Arrêts photos, un lac gelé, un paysage embelli par un timide rayon de soleil. C’est pour ça qu’on est venu. Je discute avec les gars qui m’encadrent, puis me mets dans la foulée d’une triathlète (c’est marqué sur son tee shirt) qui avance bien. On déconne un moment puis c’est le second ravito. Je m’arrête vite fait, demande s’il y a du vin rouge pour faire passer le saucisson, rigole avec les bénévoles puis je pars dans les traces d’un centurion romain au déguisement très classe. J’aurais appris que les centurions portaient des XT Wings, c’est un truc qu’Uderzo et Goscinny n’avaient pas précisé dans Astérix…
Le petit groupe qui se forme dans la petite bosse monte à son rythme. Je me cale sur les derniers et remonte petit à petit. J’ai les jambes dans un bon état. Je me sens bien, je n’ai aucune idée du kilométrage restant à faire, je n’ai pas le profil en tête, je cours au feeling et ça fait un bien fou. Je discute avec un peu tout le monde, ça doit être soulant pour eux. Y’a même un chien qui court avec nous depuis que nous sommes passés devant un ferme. Et il a la pêche le garçon avec ses 4 pattes. Dans un raidillon court mais velu, il nous met 100 mètres dans une accélération digne de Marco Pantani sur une étape de montagne de la grande époque. Pour la petite histoire et avant que je n’oublie de le préciser, je tordrai finalement le chien qui passera la ligne d’arrivée environ 10 minutes après moi (véridique : le chien a passé le portail d’arrivée ! )
Un peu avant le dernier ravito, le parcours du 22 et du 33 se rejoignent. Je guette si j’aperçois mon beau-père (qui ratera finalement d’un souffle le podium catégorie V3, comme très souvent d’ailleurs) mais je fais chou blanc (ce qui est logique vu la quantité de neige).
La neige justement, elle est très largement praticable. Rien à voir avec le début de course, où l’on s’enfonçait joyeusement dans de la poudreuse qui vous immobilisait par terre à chaque foulée. Où il était impossible de courir (sauf en descente et là c’était le grand pied). J’ai hâte d’en finir, et je demande à un gars combien il reste. Il me dit 8 kms maxi. Je me sens tellement bien que je me mets à courir partout, dans les petites côtes y compris. Je ressens cette même hilarité que j’avais connue lors de la fin de l’Ultra Trail du Sancy. L’impression qu’on va pouvoir continuer des heures durant, qu’on est bien, le cœur tranquille, les jambes qui déroulent. On se sent en alchimie avec les autres qu’on salue, avec la nature qu’on aime et avec son corps qu’on remercie pour sa tolérance.

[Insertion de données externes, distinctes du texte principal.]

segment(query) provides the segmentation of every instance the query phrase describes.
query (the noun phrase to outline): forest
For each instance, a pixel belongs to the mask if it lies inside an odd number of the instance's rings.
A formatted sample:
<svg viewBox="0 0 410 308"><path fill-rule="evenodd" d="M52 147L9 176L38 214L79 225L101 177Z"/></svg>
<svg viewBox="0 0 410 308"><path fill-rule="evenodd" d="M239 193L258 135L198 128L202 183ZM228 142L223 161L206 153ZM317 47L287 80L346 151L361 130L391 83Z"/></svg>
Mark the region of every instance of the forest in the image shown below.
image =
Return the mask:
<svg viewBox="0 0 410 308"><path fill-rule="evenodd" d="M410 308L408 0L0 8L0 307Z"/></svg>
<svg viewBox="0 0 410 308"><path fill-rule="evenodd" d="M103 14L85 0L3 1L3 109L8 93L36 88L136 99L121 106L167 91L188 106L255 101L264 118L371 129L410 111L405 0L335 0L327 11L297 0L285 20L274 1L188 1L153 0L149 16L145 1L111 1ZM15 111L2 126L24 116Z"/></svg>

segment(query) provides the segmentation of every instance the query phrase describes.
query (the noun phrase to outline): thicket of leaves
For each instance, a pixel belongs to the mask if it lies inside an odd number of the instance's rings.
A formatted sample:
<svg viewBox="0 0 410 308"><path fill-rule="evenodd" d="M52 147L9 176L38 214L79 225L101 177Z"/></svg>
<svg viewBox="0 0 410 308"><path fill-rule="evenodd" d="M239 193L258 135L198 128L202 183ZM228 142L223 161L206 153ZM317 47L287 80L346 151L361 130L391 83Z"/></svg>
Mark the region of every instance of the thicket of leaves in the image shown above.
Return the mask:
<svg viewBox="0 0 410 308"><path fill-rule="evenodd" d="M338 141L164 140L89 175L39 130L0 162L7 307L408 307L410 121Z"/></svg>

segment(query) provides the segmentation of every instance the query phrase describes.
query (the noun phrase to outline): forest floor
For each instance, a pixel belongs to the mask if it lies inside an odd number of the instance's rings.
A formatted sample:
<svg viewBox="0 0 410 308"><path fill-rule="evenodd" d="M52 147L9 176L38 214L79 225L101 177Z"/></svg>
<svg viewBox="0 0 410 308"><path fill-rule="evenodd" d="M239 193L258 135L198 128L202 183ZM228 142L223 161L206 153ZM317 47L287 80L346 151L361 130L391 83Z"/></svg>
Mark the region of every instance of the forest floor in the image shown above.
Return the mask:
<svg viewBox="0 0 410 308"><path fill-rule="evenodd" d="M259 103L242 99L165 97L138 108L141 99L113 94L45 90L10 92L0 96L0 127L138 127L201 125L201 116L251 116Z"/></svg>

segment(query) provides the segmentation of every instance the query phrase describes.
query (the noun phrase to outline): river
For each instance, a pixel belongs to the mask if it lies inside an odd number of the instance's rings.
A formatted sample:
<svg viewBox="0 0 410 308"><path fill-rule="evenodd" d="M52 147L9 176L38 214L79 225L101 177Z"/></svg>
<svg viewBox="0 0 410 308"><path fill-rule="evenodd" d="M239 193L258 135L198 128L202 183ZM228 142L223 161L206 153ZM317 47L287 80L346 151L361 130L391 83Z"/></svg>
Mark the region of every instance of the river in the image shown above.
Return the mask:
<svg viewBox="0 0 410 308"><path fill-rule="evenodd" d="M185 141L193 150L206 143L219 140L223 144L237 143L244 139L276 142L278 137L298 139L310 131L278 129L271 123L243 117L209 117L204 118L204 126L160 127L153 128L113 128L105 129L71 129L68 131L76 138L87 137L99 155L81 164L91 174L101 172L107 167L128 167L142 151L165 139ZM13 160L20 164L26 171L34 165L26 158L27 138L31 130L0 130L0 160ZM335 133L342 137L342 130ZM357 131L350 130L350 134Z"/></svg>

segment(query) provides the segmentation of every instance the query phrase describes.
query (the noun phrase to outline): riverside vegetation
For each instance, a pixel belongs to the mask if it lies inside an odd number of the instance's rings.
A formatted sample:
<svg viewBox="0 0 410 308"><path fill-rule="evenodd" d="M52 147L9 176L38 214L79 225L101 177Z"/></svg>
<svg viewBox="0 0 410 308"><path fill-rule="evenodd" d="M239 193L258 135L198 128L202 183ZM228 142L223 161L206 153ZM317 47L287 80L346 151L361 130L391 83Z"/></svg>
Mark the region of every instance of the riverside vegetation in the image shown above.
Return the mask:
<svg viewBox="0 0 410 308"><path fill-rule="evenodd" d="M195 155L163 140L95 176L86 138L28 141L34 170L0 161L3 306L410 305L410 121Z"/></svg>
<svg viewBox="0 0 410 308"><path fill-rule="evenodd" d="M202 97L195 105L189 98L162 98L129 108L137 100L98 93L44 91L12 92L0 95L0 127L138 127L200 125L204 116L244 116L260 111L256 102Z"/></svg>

Et j’avoue que sur les 5 derniers km je vais me lâcher. A la moindre descente je me lance à toute vitesse dans la pente, je pense à un zéro de la seconde guerre mondiale qui prend pour cible un porte avion ricain. Sauf que là, pas de cible, je dépasse des concurrents du 22 et du 33 en passant sur le côté, je m’enfonce dans la neige profonde avec une joie de gosse. C’est du bonheur brut, des vagues de joie immense qui déferlent dans l’estomac et là pas besoin de pause intestinale, y’a juste à savourer…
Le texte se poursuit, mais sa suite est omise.